Name: Lucas de Assis Soares
Type: MSc dissertation
Publication date: 17/04/2015
Advisor:

Namesort descending Role
Evandro Ottoni Teatini Salles Co-advisor *

Examining board:

Namesort descending Role
Clarimar José Coelho External Examiner *
Evandro Ottoni Teatini Salles Advisor *
Klaus Fabian Coco Internal Examiner *
Patrick Marques Ciarelli Internal Examiner *
Saulo Bortolon Internal Examiner *

Summary: Even though tuberculosis (TB) is a treatable disease, it is still a major global health
problem being second only to AIDS as the greatest killer worldwide due to a single
infectious agent (WHO, 2015). In order to treat it, the disease must be properly diagnosed.
The diagnosis is usually done using by staining a slide with patient sputum using the
Ziehl-Neelsen stain and then a human specialist analyzes it using an optical microscope
looking for tuberculosis bacilli. Since this process is time consuming and labor intensive,
an automatic bacilli recognition system allows the diagnosis process to be more agile and
less tiresome.
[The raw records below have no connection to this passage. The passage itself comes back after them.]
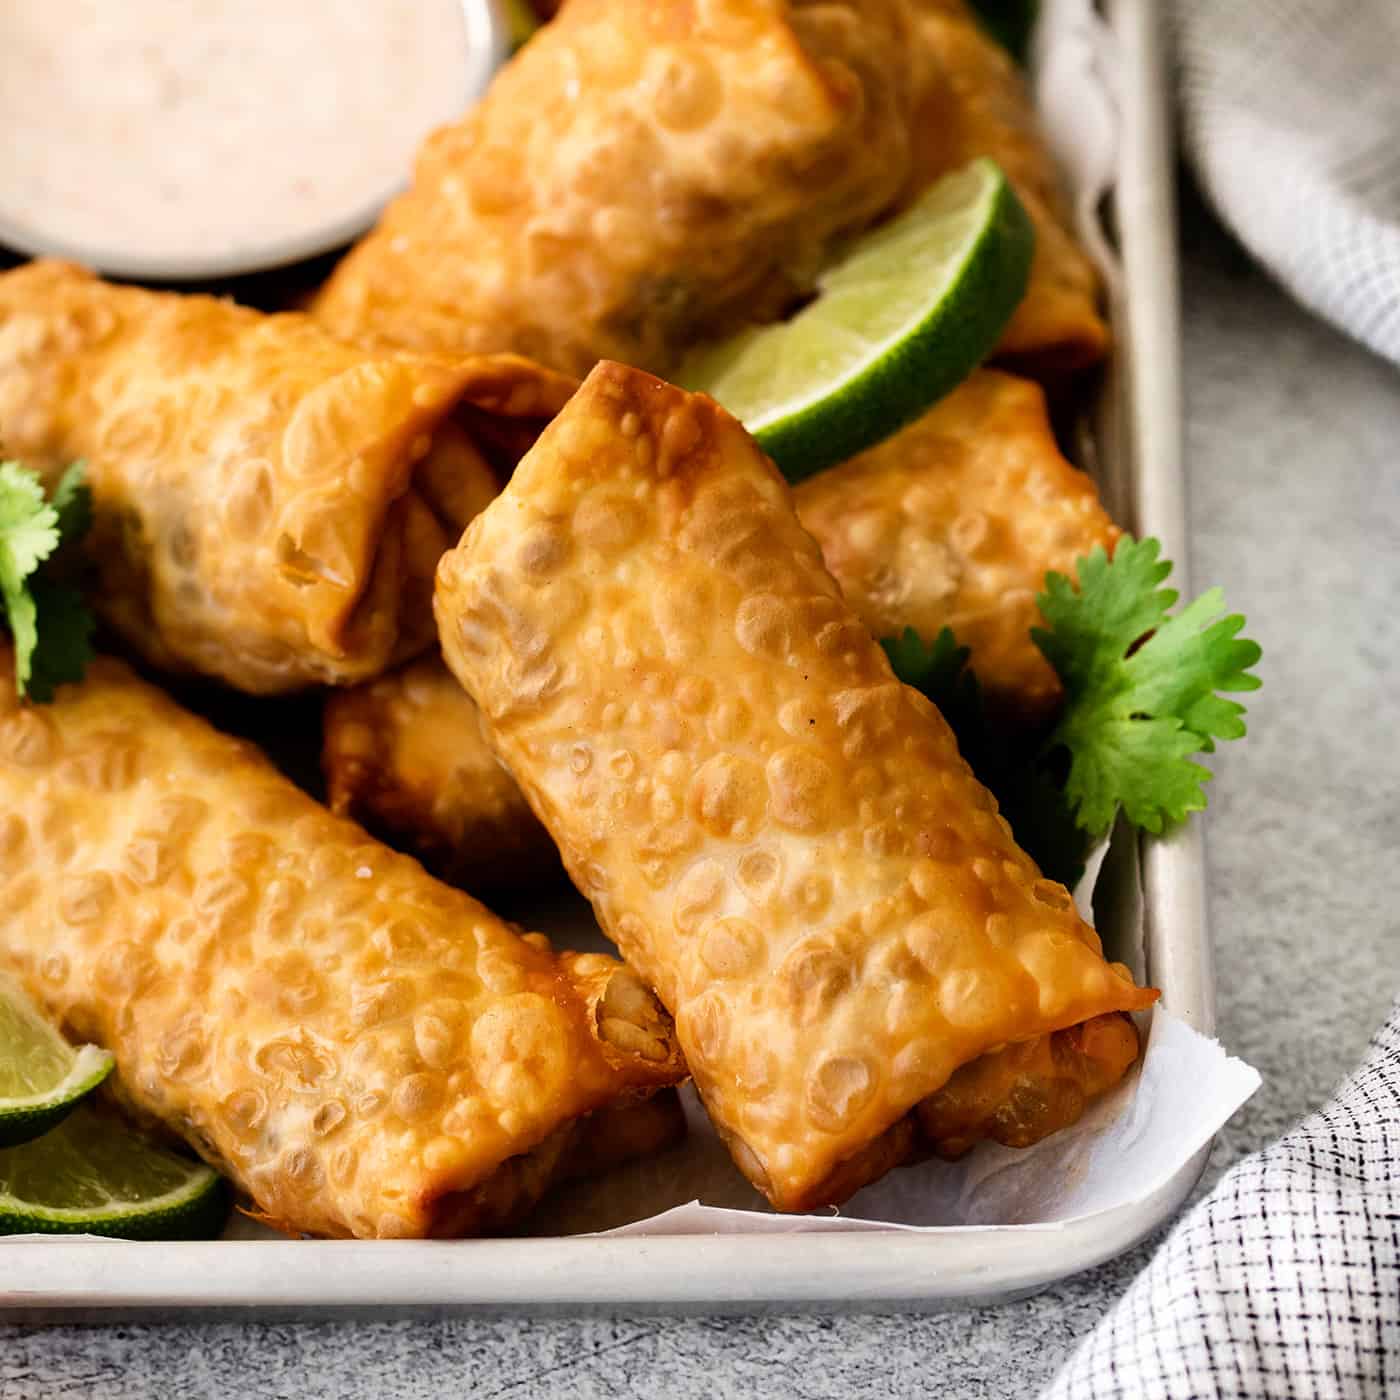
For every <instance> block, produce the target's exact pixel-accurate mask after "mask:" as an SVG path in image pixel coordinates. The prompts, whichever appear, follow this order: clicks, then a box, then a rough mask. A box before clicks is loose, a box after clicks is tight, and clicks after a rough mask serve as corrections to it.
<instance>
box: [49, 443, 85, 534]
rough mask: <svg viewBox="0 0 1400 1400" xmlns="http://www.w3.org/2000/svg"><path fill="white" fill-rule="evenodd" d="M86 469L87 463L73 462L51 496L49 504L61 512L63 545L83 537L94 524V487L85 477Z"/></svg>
mask: <svg viewBox="0 0 1400 1400" xmlns="http://www.w3.org/2000/svg"><path fill="white" fill-rule="evenodd" d="M85 470H87V468H85V463H83V462H73V463H71V465H70V466H69V468H67V469H66V470H64V472H63V475H62V476H60V477H59V484H57V486H55V487H53V496H52V497H49V504H50V505H53V508H55V510H56V511H57V512H59V539H60V542H62V543H63V545H73V543H76V542H77V540H80V539H83V536H84V535H85V533H87V532H88V529H90V526H91V525H92V487H91V486H88V484H87V482H85V480H84V479H83V477H84V473H85Z"/></svg>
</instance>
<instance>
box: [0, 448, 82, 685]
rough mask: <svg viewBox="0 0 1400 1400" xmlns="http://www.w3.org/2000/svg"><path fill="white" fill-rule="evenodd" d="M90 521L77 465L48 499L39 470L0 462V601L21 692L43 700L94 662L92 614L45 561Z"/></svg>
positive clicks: (51, 555) (61, 549) (81, 479)
mask: <svg viewBox="0 0 1400 1400" xmlns="http://www.w3.org/2000/svg"><path fill="white" fill-rule="evenodd" d="M91 522H92V494H91V491H90V489H88V487H87V486H85V484H84V483H83V463H81V462H74V463H73V465H71V466H70V468H69V469H67V470H66V472H64V473H63V476H62V477H60V479H59V482H57V484H56V486H55V489H53V496H52V497H49V498H46V497H45V494H43V486H42V484H41V482H39V477H38V473H35V472H32V470H29V469H28V468H24V466H21V465H20V463H18V462H0V606H3V610H4V620H6V623H8V627H10V636H11V637H13V638H14V683H15V690H17V692H18V693H20V696H21V697H25V699H29V700H36V701H39V703H46V701H49V700H52V699H53V692H55V689H56V687H57V686H60V685H63V683H66V682H69V680H81V679H83V672H84V671H85V669H87V664H88V662H90V661H91V659H92V629H94V623H92V617H91V615H90V613H88V610H87V606H85V605H84V602H83V595H81V594H80V592H78V589H77V588H74V587H73V585H71V584H67V582H64V581H63V580H60V578H56V577H53V574H52V570H50V567H48V566H50V561H52V560H53V559H55V557H56V556H57V553H59V552H60V550H62V549H63V547H64V546H66V545H70V543H73V542H76V540H78V539H81V538H83V535H84V533H85V532H87V529H88V526H90V525H91Z"/></svg>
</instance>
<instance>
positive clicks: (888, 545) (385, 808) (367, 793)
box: [322, 370, 1120, 889]
mask: <svg viewBox="0 0 1400 1400" xmlns="http://www.w3.org/2000/svg"><path fill="white" fill-rule="evenodd" d="M794 503H795V505H797V512H798V519H799V521H801V522H802V525H804V526H805V528H806V529H808V531H809V532H811V533H812V535H813V536H816V542H818V545H819V546H820V547H822V557H823V561H825V563H826V567H827V568H829V570H830V573H832V574H833V575H834V577H836V581H837V582H839V584H840V585H841V592H843V594H844V596H846V601H847V603H850V606H851V609H853V612H854V613H855V616H857V617H860V620H861V622H862V623H864V624H865V627H867V629H868V630H869V631H871V634H872V636H874V637H876V638H881V637H899V636H902V634H903V631H904V629H906V627H913V629H914V631H917V633H918V634H920V636H921V637H923V638H924V640H925V641H930V643H931V641H932V640H934V638H935V637H937V636H938V633H939V631H941V630H942V629H944V627H951V629H952V630H953V634H955V636H956V637H958V640H959V641H960V643H962V644H963V645H966V647H969V648H970V651H972V666H973V669H974V671H976V672H977V678H979V680H980V683H981V690H983V696H984V699H986V701H987V707H988V713H990V714H991V715H993V717H994V718H995V721H997V722H998V724H1000V725H1001V727H1004V728H1005V729H1007V731H1018V729H1026V728H1035V727H1037V725H1040V724H1043V722H1046V721H1047V720H1049V718H1050V717H1051V715H1053V713H1054V711H1056V708H1057V707H1058V703H1060V694H1061V689H1060V680H1058V676H1057V675H1056V672H1054V668H1053V666H1051V665H1050V664H1049V662H1047V661H1046V659H1044V657H1043V655H1042V654H1040V650H1039V647H1036V644H1035V643H1033V641H1032V640H1030V629H1032V627H1033V626H1036V624H1037V623H1039V622H1040V615H1039V612H1037V610H1036V594H1039V592H1040V589H1042V588H1043V587H1044V577H1046V574H1047V573H1049V571H1050V570H1057V571H1060V573H1065V574H1071V575H1072V573H1074V567H1075V561H1077V560H1078V559H1079V557H1082V556H1084V554H1086V553H1088V552H1089V550H1091V549H1092V547H1093V546H1095V545H1103V546H1105V547H1106V549H1109V550H1112V547H1113V545H1114V542H1116V539H1117V536H1119V533H1120V532H1119V529H1117V526H1116V525H1114V524H1113V521H1112V519H1109V517H1107V512H1106V511H1105V510H1103V507H1102V505H1100V504H1099V497H1098V493H1096V491H1095V487H1093V483H1092V480H1091V479H1089V477H1088V476H1086V475H1085V473H1084V472H1079V470H1078V469H1077V468H1074V466H1071V465H1070V463H1068V462H1067V461H1065V459H1064V458H1063V456H1061V454H1060V449H1058V447H1057V445H1056V441H1054V434H1053V431H1051V428H1050V420H1049V416H1047V413H1046V405H1044V395H1043V392H1042V391H1040V388H1039V386H1037V385H1035V384H1032V382H1030V381H1028V379H1019V378H1016V377H1014V375H1009V374H1001V372H997V371H993V370H981V371H977V372H976V374H973V375H972V378H970V379H967V381H966V382H965V384H963V385H962V386H960V388H958V389H955V391H953V392H952V393H951V395H949V396H948V398H946V399H944V400H942V402H941V403H938V405H937V406H935V407H934V409H932V410H931V412H928V413H927V414H925V416H924V417H921V419H918V420H917V421H914V423H913V424H911V426H910V427H907V428H904V430H903V431H902V433H899V434H896V435H895V437H892V438H889V440H888V441H886V442H882V444H881V445H879V447H875V448H872V449H871V451H868V452H864V454H861V455H860V456H857V458H854V459H853V461H850V462H846V463H844V465H841V466H836V468H832V469H830V470H829V472H820V473H818V475H816V476H812V477H808V479H806V480H805V482H802V483H801V484H799V486H798V487H797V489H795V491H794ZM322 762H323V767H325V773H326V783H328V787H329V792H330V805H332V806H333V808H335V809H336V811H339V812H344V813H347V815H350V816H354V818H356V819H357V820H361V822H364V823H365V825H367V826H370V827H371V829H372V830H377V832H381V833H384V836H385V839H386V840H391V841H392V843H393V844H400V846H403V847H405V848H407V850H412V851H413V853H414V854H416V855H419V857H420V860H423V861H424V864H427V865H428V867H430V868H431V869H435V871H438V872H440V874H442V876H444V878H445V879H451V881H454V882H456V883H462V885H465V886H466V888H468V889H477V888H480V889H487V888H490V886H491V885H496V883H501V885H518V883H521V882H524V881H529V879H532V878H535V876H538V875H539V874H540V872H542V871H547V869H550V868H553V867H554V864H556V853H554V846H553V843H552V841H549V839H547V837H546V836H545V833H543V832H542V829H540V826H539V823H538V822H536V820H535V818H533V815H532V813H531V811H529V804H528V802H526V801H525V798H524V797H522V795H521V792H519V790H518V787H517V785H515V781H514V778H512V777H511V776H510V774H508V773H507V771H505V769H504V767H501V764H500V763H498V762H497V759H496V756H494V753H493V752H491V748H490V741H489V738H487V735H486V732H484V728H483V725H482V718H480V713H479V711H477V707H476V704H475V703H473V700H472V697H470V696H469V694H466V692H465V690H463V689H462V687H461V686H459V685H458V683H456V682H455V680H454V679H452V676H451V675H449V673H448V672H447V669H445V668H444V665H442V662H441V659H440V657H438V655H437V654H430V655H427V657H421V658H419V659H417V661H414V662H413V664H412V665H409V666H405V668H402V669H399V671H392V672H389V673H388V675H385V676H381V678H379V679H378V680H374V682H371V683H368V685H367V686H356V687H351V689H349V690H340V692H336V693H333V694H332V696H330V699H329V700H328V703H326V713H325V752H323V760H322Z"/></svg>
In this work, an automatic tuberculosis bacilli segmentation system using
conventional microscopy images is proposed. The system is basically divided in two stages:
a stage of segmentation and a stage for classification of the segmented structures. First,
images are projected based on a linear discriminant analysis considering Fisher criterion
in order to increase the separation between bacilli pixels and background pixels. Then,
two approaches are evaluated: a segmentation process based on global thresholding and
another based on Otsu segmentation method. Structures that have a big or a small area
are then filtered and morphological operators are applied over the binary image. Finally,
the segmented structures are classified using artificial neural networks and support vector
machines. The results show that it is possible to implement an automatic tuberculosis
bacilli segmentation system that provides a good distinction of bacilli in the images with
a low computational cost. For the segmentation stage, up to 98.69% of bacilli are correctly
segmented and up to 85.51% of bacilli remain after the area filter. For the classification of
the structures, mean values up to 94.25%, 95.33%, 95.73% and 92.50% were obtained for
sensitivity, specificity, accuracy and precision, respectively.